Settle down and continue with the management of your labor. If all is well you do not need IV fluid, to keep hydrated drink plenty of water. You also do not need to be monitored continuously. You can gently ask to be monitored each hour for about 20 minutes, which is a good compromise with the nurse, since it is her job on the line. But you will need to move around, change position and even take a walk in the corridors to speed dilation. If there is a shower or bath tub available, ask to use it. Settling into the room is far easier after a relaxing, warm shower. You might also want to consider bringing a comfy night gown with you. Be sure that it is one that permits you to access your breasts easily (e.g., is open in the front or has spaghetti straps), and short enough to easily get it out of the way for the pushing stage. Other comforts, such as warm socks and slippers will add to your sense of ease. If your waters have broken you don’t need to be checked often, as this will increase the chances of infection. Let’s talk about vaginal exams during your time in the hospital. Of course you’ll need the initial one, to evaluate where you are in cervical dilation. But once that is done, the suggestion of subsequent exams can be taken with a grain of salt. Bear in mind that following your admission into the hospital all you need to focus on is managing your waves and getting to the point where your body wants to push. Other than that, repeated vaginal checks can work against you. In spite of the many things you will hear about the rate of progression (“You must dilate one cm per hour,” I have even heard “One and one quarter per hour” whatever that means!) each of our bodies reacts differently to labor. Getting checked too often can be discouraging. Best practice would be to set a “checking” schedule that you feel comfortable with -- let’s say every 4 to 5 hours. That translates to simply monitoring your progression. There is no rush in delivering babies, as long as their heart beat remains steady, at between 120 and 180 BPM.
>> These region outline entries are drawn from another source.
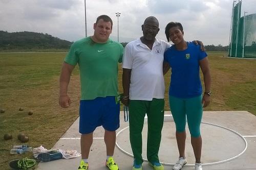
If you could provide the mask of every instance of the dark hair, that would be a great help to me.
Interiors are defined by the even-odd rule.
[[[101,15],[99,16],[98,18],[97,18],[96,24],[98,23],[99,20],[100,20],[100,19],[102,19],[105,22],[110,22],[110,23],[111,23],[111,29],[112,29],[112,26],[113,26],[112,19],[111,19],[111,18],[109,16],[106,15]]]
[[[182,25],[180,22],[170,22],[168,23],[166,27],[165,27],[165,31],[164,31],[168,42],[170,41],[170,37],[169,37],[169,30],[175,27],[179,27],[180,31],[183,31]]]

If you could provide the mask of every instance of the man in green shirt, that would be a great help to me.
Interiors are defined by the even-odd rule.
[[[64,60],[60,77],[59,104],[67,108],[71,103],[68,86],[71,73],[78,64],[81,81],[79,132],[82,160],[80,170],[88,168],[88,157],[93,133],[102,126],[106,148],[106,166],[118,170],[113,156],[116,130],[119,127],[118,63],[122,61],[123,46],[109,38],[113,22],[107,15],[100,15],[94,24],[93,36],[75,42]]]

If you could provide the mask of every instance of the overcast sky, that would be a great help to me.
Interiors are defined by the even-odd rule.
[[[154,16],[159,21],[158,38],[166,40],[165,26],[170,21],[178,21],[183,26],[186,40],[227,45],[232,4],[232,0],[87,0],[88,35],[93,34],[97,17],[106,14],[113,20],[111,37],[117,40],[115,13],[119,12],[120,42],[140,37],[144,20]],[[255,7],[256,0],[244,0],[241,15],[245,10],[247,14],[255,13]],[[0,0],[0,30],[47,33],[76,41],[85,36],[84,1]]]

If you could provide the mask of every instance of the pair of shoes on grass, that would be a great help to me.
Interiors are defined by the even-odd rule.
[[[36,158],[43,162],[49,162],[54,160],[58,160],[62,158],[62,154],[59,152],[55,151],[50,151],[48,153],[44,153],[38,154]]]
[[[26,170],[35,166],[36,162],[34,159],[25,158],[22,159],[13,160],[9,163],[10,167],[15,169]]]
[[[110,170],[119,170],[118,166],[115,162],[113,157],[110,157],[106,160],[106,166]],[[80,166],[78,167],[78,170],[88,170],[89,167],[88,162],[84,162],[82,160],[80,162]]]

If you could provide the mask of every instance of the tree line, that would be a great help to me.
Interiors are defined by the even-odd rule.
[[[0,50],[13,49],[69,49],[73,42],[54,37],[48,34],[33,32],[16,32],[8,33],[0,31]],[[127,42],[121,42],[124,47]],[[228,46],[219,44],[205,45],[208,51],[227,52]]]
[[[48,34],[28,31],[8,33],[0,31],[0,50],[67,49],[72,43]]]

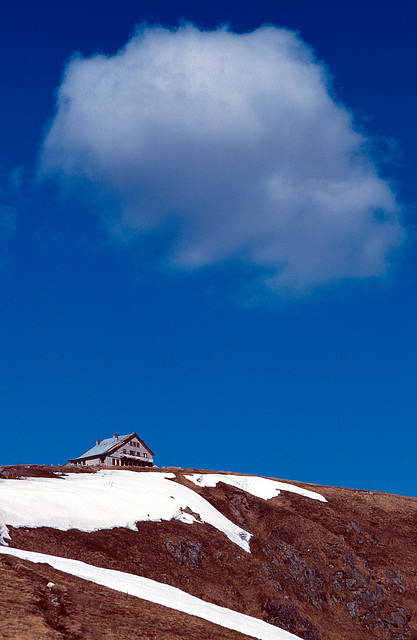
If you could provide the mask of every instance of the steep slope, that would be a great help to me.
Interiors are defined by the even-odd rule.
[[[58,470],[45,469],[49,476],[53,471]],[[56,528],[56,521],[55,525],[49,521],[48,527],[34,527],[29,522],[29,514],[25,526],[2,502],[2,496],[12,491],[12,483],[20,482],[21,496],[27,496],[24,486],[29,483],[40,487],[39,480],[11,479],[24,473],[22,468],[6,468],[3,476],[8,475],[9,479],[0,480],[0,523],[14,524],[8,526],[11,547],[82,560],[171,584],[207,602],[260,618],[306,640],[417,638],[414,630],[414,620],[417,620],[417,500],[413,498],[301,483],[291,483],[293,490],[283,490],[283,485],[277,485],[277,481],[273,485],[275,497],[265,498],[260,491],[253,495],[256,493],[253,486],[259,487],[259,481],[245,480],[239,474],[164,469],[161,475],[172,474],[164,478],[171,488],[167,500],[175,502],[178,495],[190,497],[191,492],[194,496],[191,496],[192,504],[191,498],[186,499],[187,504],[177,504],[176,517],[155,522],[143,520],[143,513],[137,511],[136,519],[141,521],[133,528],[128,528],[132,527],[132,522],[126,521],[124,526],[116,522],[118,526],[112,529],[80,531],[62,527],[60,530]],[[37,473],[42,474],[42,469]],[[155,474],[155,471],[123,473],[138,473],[143,479],[145,474]],[[99,487],[100,474],[89,475],[89,478],[96,483],[99,500],[99,494],[103,495],[103,489]],[[52,477],[51,482],[63,487],[66,480]],[[210,484],[214,486],[207,486]],[[142,484],[142,492],[144,486]],[[62,489],[58,493],[60,491]],[[306,493],[308,491],[316,497]],[[169,497],[171,495],[174,498]],[[135,501],[137,496],[133,491],[126,498]],[[198,502],[199,499],[202,502]],[[16,500],[19,501],[18,494],[14,497]],[[196,504],[199,510],[195,508]],[[203,504],[211,506],[211,513],[221,515],[222,526],[217,526],[218,519],[208,522],[206,512],[201,508]],[[53,513],[44,513],[44,518],[63,517],[56,504],[51,509]],[[38,525],[42,524],[41,520]],[[234,528],[227,525],[227,529],[225,521],[232,523]],[[247,538],[239,535],[239,531],[247,532]],[[231,532],[237,535],[235,539]],[[249,546],[250,552],[246,550]],[[13,582],[17,572],[8,562],[11,562],[10,558],[2,558],[1,566]],[[19,562],[29,566],[24,561]],[[32,571],[38,571],[38,567],[32,565]],[[59,584],[70,584],[71,580],[75,579],[62,575]],[[88,588],[93,591],[103,589],[93,585]],[[6,607],[3,596],[0,600],[2,607]],[[102,617],[105,625],[106,615]],[[106,629],[108,632],[108,625]],[[221,633],[223,631],[234,633],[226,630]],[[66,637],[87,637],[86,631],[83,633]],[[200,632],[199,635],[203,637]],[[168,638],[169,635],[156,634],[155,637]],[[181,636],[174,633],[172,637]],[[184,637],[195,636],[191,633]],[[223,635],[216,631],[212,637]]]

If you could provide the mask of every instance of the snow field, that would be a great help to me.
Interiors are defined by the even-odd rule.
[[[0,480],[0,542],[7,544],[1,536],[5,525],[62,531],[135,530],[136,522],[175,519],[186,524],[206,522],[250,553],[251,534],[192,489],[172,482],[174,477],[157,471],[103,470],[60,478]]]
[[[268,478],[260,478],[256,476],[236,476],[222,473],[193,473],[190,476],[184,476],[199,487],[215,487],[218,482],[230,484],[251,493],[257,498],[269,500],[277,496],[280,491],[290,491],[300,496],[311,498],[312,500],[320,500],[327,502],[326,498],[315,491],[308,491],[301,487],[296,487],[288,482],[279,482],[278,480],[268,480]]]
[[[78,560],[70,560],[33,551],[23,551],[22,549],[3,547],[0,549],[0,553],[16,556],[30,562],[47,563],[54,569],[78,578],[214,622],[226,629],[233,629],[247,636],[259,638],[259,640],[299,640],[298,636],[274,627],[263,620],[205,602],[181,591],[181,589],[161,584],[149,578],[142,578],[112,569],[102,569]]]

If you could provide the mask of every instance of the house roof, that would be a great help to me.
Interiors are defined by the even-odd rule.
[[[152,456],[154,455],[153,451],[151,451],[151,449],[149,449],[149,447],[143,442],[143,440],[139,438],[137,433],[133,432],[128,433],[125,436],[112,436],[111,438],[105,438],[99,444],[96,444],[81,456],[78,456],[78,458],[72,458],[70,462],[75,462],[76,460],[83,460],[86,458],[97,458],[104,454],[113,453],[114,451],[117,451],[119,447],[126,444],[126,442],[129,441],[132,437],[136,437],[143,444],[143,446],[146,447],[149,453]]]

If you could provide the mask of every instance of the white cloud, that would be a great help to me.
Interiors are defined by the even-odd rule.
[[[303,291],[383,275],[401,240],[366,142],[296,34],[144,27],[68,64],[41,174],[111,196],[123,240],[168,223],[173,267],[233,258]]]

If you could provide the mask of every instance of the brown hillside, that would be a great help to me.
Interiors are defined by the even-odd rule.
[[[9,477],[25,474],[22,469],[19,474],[19,468],[13,468],[13,471],[6,468],[2,471],[3,477],[7,476],[7,469],[10,469]],[[48,475],[51,471],[63,470],[45,468]],[[199,598],[262,618],[305,640],[417,639],[416,499],[294,483],[318,491],[328,502],[284,491],[265,501],[222,483],[215,488],[196,487],[184,478],[184,473],[195,470],[170,471],[176,474],[176,482],[201,493],[230,520],[253,534],[251,554],[207,524],[186,525],[177,521],[139,522],[137,532],[121,528],[93,533],[10,528],[11,546],[67,556],[167,582]],[[135,472],[146,473],[146,470],[132,471]],[[42,473],[42,469],[37,473]],[[48,622],[49,614],[39,596],[39,589],[45,588],[42,580],[52,580],[69,590],[70,627],[75,625],[74,629],[78,629],[81,614],[87,614],[82,623],[84,635],[62,631],[61,637],[67,640],[95,638],[94,633],[100,625],[107,635],[97,637],[103,638],[243,637],[226,630],[211,631],[209,623],[202,621],[198,624],[205,630],[197,633],[181,623],[185,635],[175,635],[174,627],[170,626],[171,613],[166,613],[168,610],[164,609],[163,613],[168,626],[162,630],[155,626],[159,624],[160,614],[155,613],[154,608],[160,607],[114,593],[109,596],[110,601],[117,598],[117,608],[119,602],[124,603],[123,607],[120,605],[125,612],[123,620],[131,626],[123,631],[126,635],[116,632],[111,635],[111,608],[99,609],[104,598],[102,594],[109,590],[86,585],[49,568],[42,567],[41,570],[41,565],[19,561],[25,569],[16,570],[9,562],[10,559],[2,561],[2,571],[6,573],[4,584],[14,588],[19,580],[23,581],[26,585],[22,587],[23,593],[27,593],[29,599],[19,600],[19,604],[10,602],[10,594],[7,596],[2,589],[3,620],[16,607],[21,611],[19,623],[35,616],[37,624],[46,625],[46,631],[52,628],[56,632],[56,626],[51,627]],[[33,584],[27,577],[34,575],[30,571],[41,576],[40,586],[37,582],[38,600],[35,598],[35,601],[28,586]],[[77,585],[81,582],[82,597],[76,595],[80,591]],[[84,594],[88,594],[88,599],[83,604]],[[143,616],[141,607],[152,612],[147,633],[155,631],[154,636],[137,635],[137,628],[134,631],[134,621],[137,616]],[[154,613],[156,617],[153,618]],[[174,614],[184,618],[184,614],[172,612]],[[185,618],[196,620],[190,616]],[[46,631],[39,631],[38,635],[4,637],[56,637],[45,635]],[[209,635],[204,636],[204,633]],[[210,633],[214,635],[210,636]]]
After awhile, here’s what you may hear: “You have been laboring for quite some time and your cervix is still at “x” cm dilated. I’d like you to consider pitocin to “kick start your labor and get this baby out.” At this point, it is essential to establish whether they have suggested natural ways to induce your labor. These natural methods include the breaking of the waters if this has not happened yet; moving around; walking and using a birthing ball. If the baby is not in trouble and his/her fetal heart patterns are normal, you should gently decline the pitocin and ask them to give you more time to kick your labor into gear naturally.

In my last birth I had a nurse who insisted my client needed pitocin to help her during pushing. Her reasoning “Usually during pushing we see three contractions on the screen and with you all I see is one at the time. A little pitocin would really help!” She had not asked the doctor about pitocin she just wanted the pushing to be done a certain way. My client was great and declined each time, but it was getting annoying. So once the nurse suggested pitocin the third time, I looked into my client’s eyes, placed my finger close to one of her ears and said “As I snap my fingers I want you to give yourself a shot of oxitocin, the natural pitocin. One two three SNAP” Sure enough her contraction kicked in and the nurse witnessed the three contraction per screen she wanted. She left the room and said “Keep on pushing with your doula, and if it start to hurt let her give you a natural epidural!”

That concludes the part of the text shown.